La notion de la dureté des corps aussi bien que la croyance que nous en avons, nous viennent de la même manière, étant annexées, en vertu d’un principe primitif de notre nature, à cette sensation que nous en avons quand nous touchons un corps dur. Et la sensation emporte si naturellement la notion de la dureté et la croyance que nous en avons, qu’elles ont été jusque-là confondues par les meilleurs esprits qui ont fait porter leur recherche sur les principes de la nature humaine bien qu’elles apparaissent, à la lumière d’une réflexion plus précise, non seulement différentes, mais aussi peu semblables que la douleur d’une blessure et la pointe de l’épée [...]

Selon Reid, Berkeley a eu raison de souligner que rien ne peut ressembler à une sensation dans un esprit qu’une sensation dans un esprit. À partir de cette prémisse, il « a prouvé sans réplique possible que nous ne pouvons par le raisonnement inférer de nos sensations l’existence de la matière ». Mais c’était une erreur de présupposer que seules des idées de qualités premières devant ressembler à des impressions sont les objets immédiats de la conscience à partir desquels il faudrait, par conséquent, justifier par un raisonnement notre croyance en la réalité d’une substance matérielle extérieure indépendante. Non seulement l’argument berkeleyen ne touche pas le monde matériel mais un monde composé d’idées et d’impressions qui n’a jamais existé ni ne peut exister, mais le fait que nous ayons des conceptions de qualités premières qui ne ressemblent en rien aux sensations qui les accompagnent dans la perception est un fait qui « renverse tout le système idéal au nom duquel le monde matériel a été mis en jugement et condamné »."

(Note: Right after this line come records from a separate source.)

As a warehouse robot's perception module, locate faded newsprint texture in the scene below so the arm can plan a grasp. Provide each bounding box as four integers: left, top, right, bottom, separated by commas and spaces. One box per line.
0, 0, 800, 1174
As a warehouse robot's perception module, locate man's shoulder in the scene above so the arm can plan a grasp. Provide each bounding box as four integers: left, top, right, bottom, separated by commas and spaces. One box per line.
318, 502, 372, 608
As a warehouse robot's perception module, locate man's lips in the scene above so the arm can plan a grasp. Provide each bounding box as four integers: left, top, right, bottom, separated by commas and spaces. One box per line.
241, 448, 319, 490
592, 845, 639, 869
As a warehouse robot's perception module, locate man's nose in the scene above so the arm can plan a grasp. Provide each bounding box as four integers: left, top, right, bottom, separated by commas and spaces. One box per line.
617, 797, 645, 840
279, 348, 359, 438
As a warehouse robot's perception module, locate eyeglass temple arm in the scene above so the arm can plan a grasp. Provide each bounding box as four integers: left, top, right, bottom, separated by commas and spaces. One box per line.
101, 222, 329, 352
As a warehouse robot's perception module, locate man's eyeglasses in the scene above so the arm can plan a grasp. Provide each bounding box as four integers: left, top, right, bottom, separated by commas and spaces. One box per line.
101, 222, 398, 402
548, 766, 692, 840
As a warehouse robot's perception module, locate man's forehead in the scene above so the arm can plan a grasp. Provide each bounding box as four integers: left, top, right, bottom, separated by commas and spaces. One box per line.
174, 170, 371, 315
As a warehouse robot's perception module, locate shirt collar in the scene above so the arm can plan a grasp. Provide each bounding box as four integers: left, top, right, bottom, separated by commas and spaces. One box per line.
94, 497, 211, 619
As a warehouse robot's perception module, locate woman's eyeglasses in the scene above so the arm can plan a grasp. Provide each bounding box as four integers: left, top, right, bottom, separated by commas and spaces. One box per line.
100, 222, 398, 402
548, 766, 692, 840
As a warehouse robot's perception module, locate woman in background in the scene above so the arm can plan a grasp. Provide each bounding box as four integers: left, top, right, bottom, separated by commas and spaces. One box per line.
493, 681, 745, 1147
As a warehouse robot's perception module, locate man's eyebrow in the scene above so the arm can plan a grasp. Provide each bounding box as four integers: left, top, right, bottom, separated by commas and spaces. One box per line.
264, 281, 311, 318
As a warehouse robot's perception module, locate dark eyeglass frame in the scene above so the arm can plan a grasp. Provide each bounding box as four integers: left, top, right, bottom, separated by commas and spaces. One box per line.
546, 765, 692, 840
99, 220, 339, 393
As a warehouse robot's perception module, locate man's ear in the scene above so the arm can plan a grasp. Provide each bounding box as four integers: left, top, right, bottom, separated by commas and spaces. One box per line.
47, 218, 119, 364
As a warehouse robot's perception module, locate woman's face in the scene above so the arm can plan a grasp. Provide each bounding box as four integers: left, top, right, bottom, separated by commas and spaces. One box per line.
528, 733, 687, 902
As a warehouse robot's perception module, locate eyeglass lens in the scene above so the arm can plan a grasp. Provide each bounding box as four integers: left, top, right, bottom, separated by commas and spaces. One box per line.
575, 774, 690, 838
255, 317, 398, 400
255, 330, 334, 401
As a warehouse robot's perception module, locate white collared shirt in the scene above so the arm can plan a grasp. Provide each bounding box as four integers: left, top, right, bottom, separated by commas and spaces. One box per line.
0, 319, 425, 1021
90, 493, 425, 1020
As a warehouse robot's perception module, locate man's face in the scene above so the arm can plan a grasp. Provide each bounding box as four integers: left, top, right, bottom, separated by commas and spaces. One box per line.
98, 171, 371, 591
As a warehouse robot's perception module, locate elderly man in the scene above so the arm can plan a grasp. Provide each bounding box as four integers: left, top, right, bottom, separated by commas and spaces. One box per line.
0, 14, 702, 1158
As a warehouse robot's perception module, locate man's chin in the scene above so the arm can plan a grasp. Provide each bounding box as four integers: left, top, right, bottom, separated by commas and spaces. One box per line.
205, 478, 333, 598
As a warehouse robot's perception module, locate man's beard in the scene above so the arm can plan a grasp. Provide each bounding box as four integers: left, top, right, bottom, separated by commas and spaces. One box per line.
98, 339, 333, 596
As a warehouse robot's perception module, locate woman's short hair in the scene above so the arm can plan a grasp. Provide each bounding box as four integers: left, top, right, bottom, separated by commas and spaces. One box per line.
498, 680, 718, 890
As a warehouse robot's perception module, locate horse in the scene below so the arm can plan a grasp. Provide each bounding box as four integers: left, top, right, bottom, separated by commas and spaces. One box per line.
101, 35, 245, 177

"Accepter une hypothèse fausse (la théorie des idées comme admission exclusive de l’existence d’idées provenant de sensations auxquelles elles ressemblent) qui conduit à devoir admettre des conclusions proprement incroyables (l’inexistence de la matière) est évidemment moins rationnel que d’admettre une croyance irrépressible et universelle (l’existence de la matière) en rejetant une hypothèse (la théorie des idées) contraire à l’expérience (puisque nous concevons effectivement des qualités premières qui ne ressemblent à aucune sensation).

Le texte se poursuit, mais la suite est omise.